A first-generation Caribbean American from the Mojave Desert outside Los Angeles does not often end up in a multichannel experimental downtown theatre inside a repurposed church hall, but Jennings seemed destined for it. His brother Vejea told me that their parents named him for the dancer Mikhail Baryshnikov, so “my parents already knew he was gonna move.” He won a state Shakespeare competition when he was still in high school, then went on to the University of California, San Diego. According to Vejea, Mikéah already knew where he needed to be, and, in 2001, he flew to New York.

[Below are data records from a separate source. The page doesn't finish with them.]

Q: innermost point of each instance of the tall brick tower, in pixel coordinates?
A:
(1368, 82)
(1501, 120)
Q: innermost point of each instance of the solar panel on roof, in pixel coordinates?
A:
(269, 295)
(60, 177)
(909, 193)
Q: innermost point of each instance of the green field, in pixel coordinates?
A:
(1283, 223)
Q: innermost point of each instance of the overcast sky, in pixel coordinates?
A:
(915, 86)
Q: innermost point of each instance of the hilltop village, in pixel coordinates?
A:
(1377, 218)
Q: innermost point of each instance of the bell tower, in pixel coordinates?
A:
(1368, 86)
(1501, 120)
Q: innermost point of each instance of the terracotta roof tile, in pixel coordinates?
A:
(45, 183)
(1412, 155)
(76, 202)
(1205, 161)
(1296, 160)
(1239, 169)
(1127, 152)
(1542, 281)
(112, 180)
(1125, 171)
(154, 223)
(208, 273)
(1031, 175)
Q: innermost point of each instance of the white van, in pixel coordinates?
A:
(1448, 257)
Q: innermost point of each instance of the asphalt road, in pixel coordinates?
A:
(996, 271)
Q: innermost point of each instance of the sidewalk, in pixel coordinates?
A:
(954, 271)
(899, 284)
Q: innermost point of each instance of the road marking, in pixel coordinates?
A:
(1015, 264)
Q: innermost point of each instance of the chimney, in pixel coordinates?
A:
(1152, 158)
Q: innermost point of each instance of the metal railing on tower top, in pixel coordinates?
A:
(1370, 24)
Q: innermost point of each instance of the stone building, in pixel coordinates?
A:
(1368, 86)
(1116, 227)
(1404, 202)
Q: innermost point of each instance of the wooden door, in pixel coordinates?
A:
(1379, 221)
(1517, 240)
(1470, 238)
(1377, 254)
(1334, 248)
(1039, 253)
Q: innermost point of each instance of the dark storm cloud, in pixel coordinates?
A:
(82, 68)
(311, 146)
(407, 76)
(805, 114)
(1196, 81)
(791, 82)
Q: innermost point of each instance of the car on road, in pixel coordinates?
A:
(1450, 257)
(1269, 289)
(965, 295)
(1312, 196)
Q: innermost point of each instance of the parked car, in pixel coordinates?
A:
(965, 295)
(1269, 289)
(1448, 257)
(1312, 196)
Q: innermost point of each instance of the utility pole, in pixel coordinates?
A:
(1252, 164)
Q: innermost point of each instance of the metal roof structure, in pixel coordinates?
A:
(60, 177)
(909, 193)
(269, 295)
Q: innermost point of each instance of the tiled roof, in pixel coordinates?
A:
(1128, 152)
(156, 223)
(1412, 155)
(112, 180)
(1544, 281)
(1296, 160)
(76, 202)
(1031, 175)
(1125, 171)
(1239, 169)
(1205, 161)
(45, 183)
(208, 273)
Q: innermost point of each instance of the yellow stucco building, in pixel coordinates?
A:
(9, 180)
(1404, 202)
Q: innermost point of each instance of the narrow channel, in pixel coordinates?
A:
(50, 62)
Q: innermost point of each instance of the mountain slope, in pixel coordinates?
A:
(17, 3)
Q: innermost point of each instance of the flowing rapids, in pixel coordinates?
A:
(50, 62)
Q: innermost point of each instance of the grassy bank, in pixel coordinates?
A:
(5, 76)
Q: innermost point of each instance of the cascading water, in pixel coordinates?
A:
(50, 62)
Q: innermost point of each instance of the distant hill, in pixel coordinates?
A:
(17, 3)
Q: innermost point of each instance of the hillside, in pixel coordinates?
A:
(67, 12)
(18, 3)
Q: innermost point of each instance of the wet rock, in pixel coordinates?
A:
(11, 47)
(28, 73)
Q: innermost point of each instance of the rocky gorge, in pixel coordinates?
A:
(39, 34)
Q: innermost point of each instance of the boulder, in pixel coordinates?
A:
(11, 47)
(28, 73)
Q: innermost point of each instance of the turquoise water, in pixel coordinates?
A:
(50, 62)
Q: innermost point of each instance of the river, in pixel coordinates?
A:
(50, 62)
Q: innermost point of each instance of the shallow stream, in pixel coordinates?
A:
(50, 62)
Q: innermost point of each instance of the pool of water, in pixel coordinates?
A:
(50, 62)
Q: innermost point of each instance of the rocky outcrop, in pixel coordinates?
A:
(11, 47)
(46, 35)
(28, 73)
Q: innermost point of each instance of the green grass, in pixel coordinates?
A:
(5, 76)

The theatre that he found there had a robust avant-garde, in conversation with European practice, playing in some houses that still exist (the Connelly Theatre, La Mama), several that have closed (the Ontological-Hysteric’s Incubator Arts Project; the Collapsable Hole, in Brooklyn), and those that have largely turned away from this type of theatrical programming (the Kitchen, the erstwhile Dance Theatre Workshop). Jennings immediately started working with Brian Rogers and Sheila Lewandowski, the co-founders of the Chocolate Factory, where he met his future Big Art Group collaborators—which led to a thousand other shows. The golden age lasted about a decade and a half. New York’s increasingly unaffordable environment sent many of these artists away; venues closed or reprioritized; international tours got rarer; we lost the Village Voice. Several of Jennings’s best opportunities were no longer in New York, and he won acclaim in Philadelphia for work with Pig Iron Theatre and the Arden. When Young Jean Lee spoke at the memorial, she talked about “escaping” from New York into academia, and she wasn’t alone. Many of the people who made that scene thrilling have left: Manson is now the director of the theatre program at Sarah Lawrence; Scheib is a professor at M.I.T., where Safer also teaches; Lee is at Stanford. Jennings was a prince, but of a lost world.

And lost worlds do not pay. The last few years were bitter. After experiencing debilitating pain, he was diagnosed with osteonecrosis (bone death) in his hip, and he had to have the whole thing replaced in 2019, fighting with workman’s comp and insurance all the way. The hip surgery did not go easily, and he had no financial cushion; twenty years of being one of the city’s finest actors had bought him nothing. Several of the speakers at his memorial—Becca Blackwell, on video; Lee, who had been close to him since working with him on her 2005 play “Pullman, WA”; Christen Clifford, a fellow performer-with-illness—spoke about this neglect with sorrow and rage. And then COVID drove Jennings home to California. He began to abandon, at last, the acting-in-New-York dream. He reconfigured himself as a professor, first teaching at Stanford, developing a curriculum on hybrid digital performance, then moving to Cambridge to teach at M.I.T., where Scheib, one of his great champions, was intent on absorbing him into the department. The memorial was held on Monday, February 6th, which would have been his first day of class.